Is your automobile insurance coverage at risk?
As a personal injury attorney in Stuart and Port St. Lucie, Florida, for the past 17 years, I have read hundreds of cases concerning automobile accidents and insurance issues. One recent case demonstrated the lengths insurance companies will go to deny coverage to a policyholder.
In the case of Mercury Insurance v. Markham, Mr. Markham filled out an insurance coverage application that asked if the vehicle was “rebuilt, salvaged, modified, altered or specifically customized.” Mr. Markham answered “No” even though he had put bigger tires and a “lift-kit” on his truck.
After Mr. Markham injured another person in an accident while driving the truck, Mercury rescinded his policy and refused to defend the claim. Mercury’s position was that Mr. Markham made a material misrepresentation in his application.
Florida Statute 627.409 allows an insurance company to deny coverage if a misrepresentation is: (1) fraudulent; (2) material to the risk being assumed; or (3) the insurer in good faith either would not have issued the policy or would have done so only on different terms had the insurer known the true facts.

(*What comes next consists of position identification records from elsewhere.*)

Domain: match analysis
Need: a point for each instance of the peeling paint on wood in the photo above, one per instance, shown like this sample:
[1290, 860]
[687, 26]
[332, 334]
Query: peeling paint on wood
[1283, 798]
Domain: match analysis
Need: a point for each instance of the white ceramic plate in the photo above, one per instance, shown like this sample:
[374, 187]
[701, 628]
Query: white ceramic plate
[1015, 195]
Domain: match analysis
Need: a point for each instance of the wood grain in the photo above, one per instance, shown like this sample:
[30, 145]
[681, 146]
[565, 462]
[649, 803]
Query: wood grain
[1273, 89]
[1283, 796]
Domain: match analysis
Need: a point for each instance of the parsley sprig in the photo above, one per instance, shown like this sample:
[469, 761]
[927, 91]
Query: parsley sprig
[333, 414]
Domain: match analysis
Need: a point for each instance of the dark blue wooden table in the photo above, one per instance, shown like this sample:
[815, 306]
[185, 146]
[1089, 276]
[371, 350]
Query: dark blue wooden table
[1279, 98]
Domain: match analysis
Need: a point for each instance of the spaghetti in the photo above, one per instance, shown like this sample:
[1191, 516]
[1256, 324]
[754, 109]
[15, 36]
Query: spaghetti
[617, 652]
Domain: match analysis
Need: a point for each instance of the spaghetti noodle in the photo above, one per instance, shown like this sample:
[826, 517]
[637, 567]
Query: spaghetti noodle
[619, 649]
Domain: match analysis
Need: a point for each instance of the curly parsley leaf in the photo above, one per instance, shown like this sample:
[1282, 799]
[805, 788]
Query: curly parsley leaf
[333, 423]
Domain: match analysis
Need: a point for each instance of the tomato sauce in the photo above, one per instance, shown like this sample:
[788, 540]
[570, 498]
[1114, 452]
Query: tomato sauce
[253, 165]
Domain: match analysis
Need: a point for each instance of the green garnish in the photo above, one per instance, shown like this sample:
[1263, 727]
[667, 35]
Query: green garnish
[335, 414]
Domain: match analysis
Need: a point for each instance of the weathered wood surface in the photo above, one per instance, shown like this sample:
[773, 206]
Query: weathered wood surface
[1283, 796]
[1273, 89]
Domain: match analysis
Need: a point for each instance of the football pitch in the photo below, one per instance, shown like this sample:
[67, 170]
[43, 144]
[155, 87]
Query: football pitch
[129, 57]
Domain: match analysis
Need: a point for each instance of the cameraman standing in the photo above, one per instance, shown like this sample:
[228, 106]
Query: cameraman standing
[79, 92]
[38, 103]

The question in this case was what type of change or alteration of the truck amounted to a modification. Mr. Markham’s attorney argued before the court that the term “modify” was ambiguous and subject to more than one interpretation so that he could not tell from the application what he was required to disclose.
Mercury’s attorney responded that the bigger tires and lift kit should have been disclosed; that information would have affected the company’s decision to insure the truck.
The trial ended in favor of Mr. Markham, but a state appeals court reversed that decision. The higher court concluded that the bigger tires and lift-kit were significant enough modifications that Mr. Markham should have disclosed them to Mercury.
As I look at this case, I think a more prudent approach for Mr. Markham would have been to ask Mercury if the modifications to his truck required disclosure on the application. It’s risky not to disclose information to an insurance company when you are applying for coverage.
So what amounts to a modification? A trailer hitch? Running boards? Different headlights? I suggest anytime you do anything that changes your car or truck from its factory configuration, you should notify your insurance company, — in writing. That way, if something happens, you have written proof you informed your insurance company.